Four decades of abuse, torture, humiliation and loss. Four decades of isolation, grief and adversity. Four decades of such harsh treatment it's not surprising Nora was well and truly institutionalised. But when Janet enters the story in 1981, she brings with her hope and in the journey that follows highlights Nora's resilience, her stoic endurance and her survival against all odds.

THE GIRL BEHIND THE GATES is a heartbreaking read that is harrowing and chilling at times but shines a ray of hope on even the harshest of circumstances. I doubt I could have lived through and survived all that Nora had done and yet she did...and though the scars remained, her ability to rise above her trauma is inspiring.

Horrifying, shocking and compelling, THE GIRL BEHIND THE GATES is a heartbreaking yet beautiful story with which one will need tissues. And plenty of them. I could not stop the tears from falling as I read of Nora's harrowing treatment and the rejection of her basic human rights. What also angered me was that the country was at war with Germany over the Hitler's discardment of human rights and yet here they were stripping an innocent woman of the same. It defied logic. And another thing that annoyed me was that Robert could have intervened due to his authority and yet he didn't.
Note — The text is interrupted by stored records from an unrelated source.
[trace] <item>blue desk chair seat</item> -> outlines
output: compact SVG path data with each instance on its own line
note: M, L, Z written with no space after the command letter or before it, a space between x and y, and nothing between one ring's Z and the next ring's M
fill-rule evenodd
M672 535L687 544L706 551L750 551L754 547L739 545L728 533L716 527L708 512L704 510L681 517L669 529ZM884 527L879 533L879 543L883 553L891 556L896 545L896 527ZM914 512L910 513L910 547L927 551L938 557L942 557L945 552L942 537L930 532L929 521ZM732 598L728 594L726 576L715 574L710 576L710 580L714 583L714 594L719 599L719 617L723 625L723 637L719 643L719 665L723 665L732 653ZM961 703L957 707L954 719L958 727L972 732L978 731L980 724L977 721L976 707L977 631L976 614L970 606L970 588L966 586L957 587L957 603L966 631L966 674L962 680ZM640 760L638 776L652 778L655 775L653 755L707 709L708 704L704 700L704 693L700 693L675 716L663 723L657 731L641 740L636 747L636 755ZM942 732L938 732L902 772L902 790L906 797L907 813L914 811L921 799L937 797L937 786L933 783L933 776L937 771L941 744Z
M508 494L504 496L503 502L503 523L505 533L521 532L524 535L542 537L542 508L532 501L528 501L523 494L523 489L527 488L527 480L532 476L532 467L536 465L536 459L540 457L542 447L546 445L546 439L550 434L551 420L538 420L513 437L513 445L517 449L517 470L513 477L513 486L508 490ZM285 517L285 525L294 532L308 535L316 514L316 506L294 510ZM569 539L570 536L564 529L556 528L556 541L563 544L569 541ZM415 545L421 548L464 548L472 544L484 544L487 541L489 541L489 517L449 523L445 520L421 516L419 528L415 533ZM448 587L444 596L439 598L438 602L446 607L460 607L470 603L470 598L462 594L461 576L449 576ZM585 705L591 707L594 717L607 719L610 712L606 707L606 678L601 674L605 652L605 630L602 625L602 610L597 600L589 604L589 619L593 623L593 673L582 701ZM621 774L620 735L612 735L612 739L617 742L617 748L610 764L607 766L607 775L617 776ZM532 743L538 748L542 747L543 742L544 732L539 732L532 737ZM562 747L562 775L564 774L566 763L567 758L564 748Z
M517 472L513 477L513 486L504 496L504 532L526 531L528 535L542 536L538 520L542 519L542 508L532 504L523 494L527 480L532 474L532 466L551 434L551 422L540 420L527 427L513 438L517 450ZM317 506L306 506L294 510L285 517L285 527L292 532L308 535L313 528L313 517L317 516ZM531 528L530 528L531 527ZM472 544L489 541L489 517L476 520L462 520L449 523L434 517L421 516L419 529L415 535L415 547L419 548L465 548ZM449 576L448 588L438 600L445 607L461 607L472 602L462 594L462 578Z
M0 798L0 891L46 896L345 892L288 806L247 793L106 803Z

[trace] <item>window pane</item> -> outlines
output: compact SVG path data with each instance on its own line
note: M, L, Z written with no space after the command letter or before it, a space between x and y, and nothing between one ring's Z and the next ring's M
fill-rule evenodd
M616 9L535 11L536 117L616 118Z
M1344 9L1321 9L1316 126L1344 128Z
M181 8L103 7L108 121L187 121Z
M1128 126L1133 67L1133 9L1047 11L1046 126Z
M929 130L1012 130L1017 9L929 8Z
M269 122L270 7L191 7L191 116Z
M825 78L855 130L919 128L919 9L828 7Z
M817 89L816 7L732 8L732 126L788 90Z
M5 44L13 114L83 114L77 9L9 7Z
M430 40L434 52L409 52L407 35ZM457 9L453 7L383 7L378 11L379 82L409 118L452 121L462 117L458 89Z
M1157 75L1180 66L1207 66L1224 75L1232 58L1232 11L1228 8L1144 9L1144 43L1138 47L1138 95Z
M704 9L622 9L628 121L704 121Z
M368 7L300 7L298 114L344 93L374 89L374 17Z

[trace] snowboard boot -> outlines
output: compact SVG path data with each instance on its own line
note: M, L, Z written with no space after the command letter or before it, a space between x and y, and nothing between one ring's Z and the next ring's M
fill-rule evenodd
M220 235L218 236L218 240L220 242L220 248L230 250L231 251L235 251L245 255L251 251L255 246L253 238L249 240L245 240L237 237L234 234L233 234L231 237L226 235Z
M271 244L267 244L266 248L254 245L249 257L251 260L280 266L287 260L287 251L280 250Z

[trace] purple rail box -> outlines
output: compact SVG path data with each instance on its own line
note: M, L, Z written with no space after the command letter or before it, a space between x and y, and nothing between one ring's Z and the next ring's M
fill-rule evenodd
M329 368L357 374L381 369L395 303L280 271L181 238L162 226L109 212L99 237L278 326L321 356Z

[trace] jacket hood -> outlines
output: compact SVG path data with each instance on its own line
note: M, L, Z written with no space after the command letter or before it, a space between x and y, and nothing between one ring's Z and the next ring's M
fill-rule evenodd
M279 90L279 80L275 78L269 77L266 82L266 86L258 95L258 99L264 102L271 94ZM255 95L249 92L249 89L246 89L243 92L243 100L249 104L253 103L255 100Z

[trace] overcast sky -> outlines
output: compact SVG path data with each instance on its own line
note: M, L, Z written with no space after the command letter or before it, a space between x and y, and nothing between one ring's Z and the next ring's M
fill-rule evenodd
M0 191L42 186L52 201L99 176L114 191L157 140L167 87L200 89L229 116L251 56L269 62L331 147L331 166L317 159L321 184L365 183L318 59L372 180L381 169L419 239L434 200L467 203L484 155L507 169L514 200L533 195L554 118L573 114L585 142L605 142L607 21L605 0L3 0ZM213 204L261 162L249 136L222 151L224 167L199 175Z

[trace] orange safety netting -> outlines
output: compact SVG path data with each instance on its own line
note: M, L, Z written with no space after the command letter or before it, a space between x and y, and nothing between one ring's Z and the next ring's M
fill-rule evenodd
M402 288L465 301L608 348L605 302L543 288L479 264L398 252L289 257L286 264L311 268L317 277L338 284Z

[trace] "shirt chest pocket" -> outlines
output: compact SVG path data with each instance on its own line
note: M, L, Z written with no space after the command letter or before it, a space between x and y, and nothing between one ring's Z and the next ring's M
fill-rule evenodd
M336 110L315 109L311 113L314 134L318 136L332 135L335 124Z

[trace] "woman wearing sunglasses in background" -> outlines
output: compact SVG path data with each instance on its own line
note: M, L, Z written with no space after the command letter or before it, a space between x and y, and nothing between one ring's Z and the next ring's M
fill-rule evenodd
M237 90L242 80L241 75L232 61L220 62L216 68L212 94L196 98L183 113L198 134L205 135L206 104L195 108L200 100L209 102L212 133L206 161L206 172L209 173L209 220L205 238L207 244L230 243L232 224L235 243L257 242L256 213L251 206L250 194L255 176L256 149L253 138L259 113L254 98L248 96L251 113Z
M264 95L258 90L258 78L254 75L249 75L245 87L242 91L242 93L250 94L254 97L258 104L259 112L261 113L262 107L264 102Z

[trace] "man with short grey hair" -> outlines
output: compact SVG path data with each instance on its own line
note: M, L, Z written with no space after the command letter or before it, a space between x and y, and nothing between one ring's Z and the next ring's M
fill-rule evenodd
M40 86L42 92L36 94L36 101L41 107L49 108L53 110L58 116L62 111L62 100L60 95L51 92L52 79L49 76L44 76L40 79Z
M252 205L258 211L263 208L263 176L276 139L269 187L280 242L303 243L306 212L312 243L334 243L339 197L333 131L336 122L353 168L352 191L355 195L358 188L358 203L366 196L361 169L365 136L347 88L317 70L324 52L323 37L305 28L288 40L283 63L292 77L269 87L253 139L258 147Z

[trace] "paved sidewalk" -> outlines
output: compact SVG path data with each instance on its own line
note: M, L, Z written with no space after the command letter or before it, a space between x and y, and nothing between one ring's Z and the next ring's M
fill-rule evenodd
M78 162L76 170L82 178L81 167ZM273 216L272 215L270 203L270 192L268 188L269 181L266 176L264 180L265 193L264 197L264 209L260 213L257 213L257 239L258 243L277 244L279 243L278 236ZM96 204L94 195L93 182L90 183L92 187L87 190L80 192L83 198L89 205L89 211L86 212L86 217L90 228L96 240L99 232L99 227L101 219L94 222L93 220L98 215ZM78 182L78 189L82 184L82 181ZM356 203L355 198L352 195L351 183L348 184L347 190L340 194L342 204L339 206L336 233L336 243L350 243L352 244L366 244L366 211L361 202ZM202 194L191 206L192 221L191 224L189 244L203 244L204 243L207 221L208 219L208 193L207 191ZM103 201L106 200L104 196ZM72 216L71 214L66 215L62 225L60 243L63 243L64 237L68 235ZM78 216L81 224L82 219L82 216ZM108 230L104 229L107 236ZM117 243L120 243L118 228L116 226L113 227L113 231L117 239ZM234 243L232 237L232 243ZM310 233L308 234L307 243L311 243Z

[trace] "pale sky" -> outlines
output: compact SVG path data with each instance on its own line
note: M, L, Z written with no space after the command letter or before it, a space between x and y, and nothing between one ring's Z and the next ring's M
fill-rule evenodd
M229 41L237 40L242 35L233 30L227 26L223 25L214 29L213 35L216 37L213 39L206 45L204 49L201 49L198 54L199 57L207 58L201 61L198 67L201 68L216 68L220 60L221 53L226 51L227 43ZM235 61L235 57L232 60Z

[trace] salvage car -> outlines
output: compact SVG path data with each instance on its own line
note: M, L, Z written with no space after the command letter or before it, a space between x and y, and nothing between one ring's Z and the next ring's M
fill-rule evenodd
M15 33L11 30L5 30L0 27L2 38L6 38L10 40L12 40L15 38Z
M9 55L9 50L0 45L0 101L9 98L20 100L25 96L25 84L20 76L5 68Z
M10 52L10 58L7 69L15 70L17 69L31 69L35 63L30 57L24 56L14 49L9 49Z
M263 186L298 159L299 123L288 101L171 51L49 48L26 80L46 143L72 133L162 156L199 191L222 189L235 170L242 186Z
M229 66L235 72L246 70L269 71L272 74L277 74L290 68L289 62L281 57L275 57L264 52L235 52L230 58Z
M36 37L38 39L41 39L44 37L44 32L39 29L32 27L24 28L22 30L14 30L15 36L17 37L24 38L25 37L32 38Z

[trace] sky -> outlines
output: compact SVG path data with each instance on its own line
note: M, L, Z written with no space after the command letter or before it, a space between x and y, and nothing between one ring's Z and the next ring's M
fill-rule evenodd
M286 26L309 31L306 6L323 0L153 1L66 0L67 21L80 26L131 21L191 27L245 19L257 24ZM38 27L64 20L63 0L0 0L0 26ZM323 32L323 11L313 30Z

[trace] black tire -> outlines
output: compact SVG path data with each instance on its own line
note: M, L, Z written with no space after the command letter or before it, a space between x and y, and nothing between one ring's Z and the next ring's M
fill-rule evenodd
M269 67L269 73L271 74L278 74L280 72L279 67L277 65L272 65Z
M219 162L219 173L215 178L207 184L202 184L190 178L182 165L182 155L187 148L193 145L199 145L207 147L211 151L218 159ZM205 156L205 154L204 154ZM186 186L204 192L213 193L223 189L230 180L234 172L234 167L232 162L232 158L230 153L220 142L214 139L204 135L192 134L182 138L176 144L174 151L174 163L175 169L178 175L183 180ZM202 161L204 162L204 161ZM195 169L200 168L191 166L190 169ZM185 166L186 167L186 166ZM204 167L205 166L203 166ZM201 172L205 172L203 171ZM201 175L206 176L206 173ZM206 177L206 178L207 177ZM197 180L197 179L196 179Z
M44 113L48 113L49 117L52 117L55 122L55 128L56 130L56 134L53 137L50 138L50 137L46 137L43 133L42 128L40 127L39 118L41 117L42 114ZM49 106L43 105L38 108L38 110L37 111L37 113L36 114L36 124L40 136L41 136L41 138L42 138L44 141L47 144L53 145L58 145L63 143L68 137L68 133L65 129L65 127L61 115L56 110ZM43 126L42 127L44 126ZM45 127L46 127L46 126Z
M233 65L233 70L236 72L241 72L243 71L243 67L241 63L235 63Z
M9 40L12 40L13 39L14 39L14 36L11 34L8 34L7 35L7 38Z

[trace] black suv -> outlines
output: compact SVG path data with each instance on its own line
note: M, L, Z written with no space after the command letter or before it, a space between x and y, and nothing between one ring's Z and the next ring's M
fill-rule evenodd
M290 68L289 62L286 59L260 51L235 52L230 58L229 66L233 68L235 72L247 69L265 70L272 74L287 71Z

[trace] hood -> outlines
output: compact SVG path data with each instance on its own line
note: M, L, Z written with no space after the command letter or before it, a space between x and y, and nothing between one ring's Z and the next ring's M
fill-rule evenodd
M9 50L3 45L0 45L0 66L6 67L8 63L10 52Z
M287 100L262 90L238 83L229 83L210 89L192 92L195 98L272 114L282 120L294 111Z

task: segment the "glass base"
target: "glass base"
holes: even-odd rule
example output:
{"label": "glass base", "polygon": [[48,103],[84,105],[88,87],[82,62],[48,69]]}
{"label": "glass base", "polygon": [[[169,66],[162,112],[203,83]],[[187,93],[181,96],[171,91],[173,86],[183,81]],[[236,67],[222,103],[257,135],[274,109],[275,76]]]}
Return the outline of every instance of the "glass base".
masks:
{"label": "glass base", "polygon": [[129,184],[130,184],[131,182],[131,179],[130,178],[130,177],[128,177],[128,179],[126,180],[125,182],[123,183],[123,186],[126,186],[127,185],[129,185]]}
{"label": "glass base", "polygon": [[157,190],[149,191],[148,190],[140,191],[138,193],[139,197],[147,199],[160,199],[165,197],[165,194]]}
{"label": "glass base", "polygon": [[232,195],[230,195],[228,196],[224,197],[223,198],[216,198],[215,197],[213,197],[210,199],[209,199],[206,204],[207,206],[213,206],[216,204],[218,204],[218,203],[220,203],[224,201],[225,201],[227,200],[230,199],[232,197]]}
Nora had no one. She was stripped of everything she had and was left to rot in Hillingsworth until Janet reached out and allowed her to see her true worth.

While Janet's personal life was an aside to the main story, I felt it paled in significance to Nora's journey and, while others failed to see whether it played a part or not, for me it showed that not only are psychiatrists human but the point that the author made at the beginning in her "Author's Note" was that Nora taught her and inspired her a great deal as well. In my view, Janet was inspired by Nora and her strength to make peace with her own past and the issues that plagued her marriage. It was Nora who gave her that.

A very powerful story, THE GIRL BEHIND THE GATES is not one I will forget in a hurry. I loved it, I hated it and I was moved by it entirely. Thank you to Brenda Davies for telling Nora's story...a story that needed to be told because as is the case with history - its purpose is for us to learn from, to remember and to never let it happen again.

I would like to thank #BrendaDavies, #Netgalley and #HodderAndStoughton for an ARC of #TheGirlBehindTheGates in exchange for an honest review.


MEET THE AUTHOR:

Dr Brenda Davies is Consultant Psychiatrist. She holds regular workshops around the world and includes many celebrities among her clients. Having been born and raised in County Durham, England, Brenda Davies now lives very happily in Wales. She spent many years living and working abroad, in Zambia, the USA, Germany and Rome. 

A lover of life and people, Brenda relishes challenge and adventure and believes that living all of our gifts simultaneously and loving doing so, is the epitome of life.

The Girl Behind the Gates is her first novel.